WendyLBelcher commented 4 years ago

I'm testing. I imported the Manuscripts sheet. The heads in that sheet have two matching problems. Here is a screenshot. First, Total Stories in the second row is the correct wording of the head, but it should appear under what is called Number of Stories in the first row. Second, the Note column in the second row should appear in the Manuscripts sheet. Every sheet should have a Note field. Screenshot testing Feb 19 2020

WendyLBelcher commented 4 years ago

I imported the Story Instance sheet. One head doesn't match, and the wording in a few cases is off.
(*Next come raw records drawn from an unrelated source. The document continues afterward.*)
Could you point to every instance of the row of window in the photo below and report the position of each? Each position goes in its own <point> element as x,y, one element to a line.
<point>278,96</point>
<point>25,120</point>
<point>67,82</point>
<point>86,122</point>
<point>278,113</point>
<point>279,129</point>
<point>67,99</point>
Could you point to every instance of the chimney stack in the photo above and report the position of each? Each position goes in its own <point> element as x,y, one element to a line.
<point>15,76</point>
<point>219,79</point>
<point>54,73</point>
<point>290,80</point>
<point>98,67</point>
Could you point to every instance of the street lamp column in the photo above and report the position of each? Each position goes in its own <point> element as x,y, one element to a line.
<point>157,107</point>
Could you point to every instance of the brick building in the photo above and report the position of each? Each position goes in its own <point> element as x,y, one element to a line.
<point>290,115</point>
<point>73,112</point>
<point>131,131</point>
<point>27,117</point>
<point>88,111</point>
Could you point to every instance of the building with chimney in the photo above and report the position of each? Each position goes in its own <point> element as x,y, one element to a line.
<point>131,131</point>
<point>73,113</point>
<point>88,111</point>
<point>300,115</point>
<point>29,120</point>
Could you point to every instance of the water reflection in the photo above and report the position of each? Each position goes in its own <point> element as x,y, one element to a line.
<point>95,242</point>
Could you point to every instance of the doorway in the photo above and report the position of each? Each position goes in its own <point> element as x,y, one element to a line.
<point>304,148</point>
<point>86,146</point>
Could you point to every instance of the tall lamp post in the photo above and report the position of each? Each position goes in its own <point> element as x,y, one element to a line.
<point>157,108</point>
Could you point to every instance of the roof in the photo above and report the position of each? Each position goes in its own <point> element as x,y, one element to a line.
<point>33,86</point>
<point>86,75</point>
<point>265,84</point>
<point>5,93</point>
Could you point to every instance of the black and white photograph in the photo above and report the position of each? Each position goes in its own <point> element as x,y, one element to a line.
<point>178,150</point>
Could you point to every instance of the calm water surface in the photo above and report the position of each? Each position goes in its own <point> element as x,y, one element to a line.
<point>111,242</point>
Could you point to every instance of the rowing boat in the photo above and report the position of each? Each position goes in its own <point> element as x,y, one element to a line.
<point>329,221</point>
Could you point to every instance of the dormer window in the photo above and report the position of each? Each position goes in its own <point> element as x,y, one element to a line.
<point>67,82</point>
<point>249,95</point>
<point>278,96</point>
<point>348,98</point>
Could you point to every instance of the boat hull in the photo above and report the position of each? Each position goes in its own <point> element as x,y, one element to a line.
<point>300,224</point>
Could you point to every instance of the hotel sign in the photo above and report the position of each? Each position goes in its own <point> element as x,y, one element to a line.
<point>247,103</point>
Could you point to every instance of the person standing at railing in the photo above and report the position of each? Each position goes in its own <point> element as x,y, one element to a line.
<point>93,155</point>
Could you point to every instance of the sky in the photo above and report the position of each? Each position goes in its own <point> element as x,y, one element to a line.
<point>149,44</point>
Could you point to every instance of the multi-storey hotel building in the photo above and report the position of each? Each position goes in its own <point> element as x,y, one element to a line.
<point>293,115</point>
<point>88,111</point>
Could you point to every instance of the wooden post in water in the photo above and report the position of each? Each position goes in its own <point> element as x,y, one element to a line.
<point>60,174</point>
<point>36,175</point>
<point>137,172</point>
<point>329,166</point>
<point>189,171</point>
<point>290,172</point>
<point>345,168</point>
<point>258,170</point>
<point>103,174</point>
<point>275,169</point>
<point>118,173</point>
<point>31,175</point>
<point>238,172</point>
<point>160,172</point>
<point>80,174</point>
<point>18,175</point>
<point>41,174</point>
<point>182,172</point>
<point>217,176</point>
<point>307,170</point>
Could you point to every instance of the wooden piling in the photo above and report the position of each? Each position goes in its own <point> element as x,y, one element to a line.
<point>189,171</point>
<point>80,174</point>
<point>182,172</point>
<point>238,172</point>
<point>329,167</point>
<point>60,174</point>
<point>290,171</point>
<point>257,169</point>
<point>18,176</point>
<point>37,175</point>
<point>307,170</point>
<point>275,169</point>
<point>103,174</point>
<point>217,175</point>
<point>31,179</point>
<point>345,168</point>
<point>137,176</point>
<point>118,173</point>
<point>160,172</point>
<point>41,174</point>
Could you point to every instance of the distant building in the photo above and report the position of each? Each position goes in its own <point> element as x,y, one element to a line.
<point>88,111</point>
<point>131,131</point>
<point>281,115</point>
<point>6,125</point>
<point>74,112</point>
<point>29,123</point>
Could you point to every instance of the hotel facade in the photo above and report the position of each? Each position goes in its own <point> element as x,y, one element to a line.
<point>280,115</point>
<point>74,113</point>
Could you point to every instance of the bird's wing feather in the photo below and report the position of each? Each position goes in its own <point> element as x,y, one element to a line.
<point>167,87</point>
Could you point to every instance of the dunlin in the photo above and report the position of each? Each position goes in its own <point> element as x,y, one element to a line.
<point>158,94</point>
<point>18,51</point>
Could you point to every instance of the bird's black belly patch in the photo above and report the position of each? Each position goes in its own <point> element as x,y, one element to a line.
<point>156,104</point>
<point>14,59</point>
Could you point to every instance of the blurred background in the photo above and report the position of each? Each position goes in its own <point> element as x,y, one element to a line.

First, Order of Miracle in the first row should be worded as it is in the second row: Miracle Number. Second, Macomber incipit in the second row should appear in the first row, and Note in the second row should appear in the first row. Third, Print Versions in the first row should be deleted; it appears on the Canonical Story sheet (where it should be). Screenshot testing Feb 19 2020 Story

WendyLBelcher commented 4 years ago

I imported the Canonical Story Instance sheet. We need the Incipit and Incipt Source from the first row, and the English Translation | Print Version | Notes of the second row. Screenshot testing Feb 19 2020 canonical

WendyLBelcher commented 4 years ago

I did not do steps 12-15, as I assumed we needed to correct the matching. One concern I have is that I corrected the heads based on my memory of what should happen. I should really go and check the meeting logs for decisions on them.

rlskoeser commented 4 years ago

I did notice that the header on the manuscripts sheet was duplicated when I ran set up all sheets — is that expected behavior, and a result of our choice to keep things simple? I think I'm ok with it, it doesn't seem like a step we will do a lot and deleting the extra row doesn't seem like a big problem, but I was curious.

I'll run through this again when I have revised CSV data and hand off for Wendy to do a final review. (I'll leave the duplicate header)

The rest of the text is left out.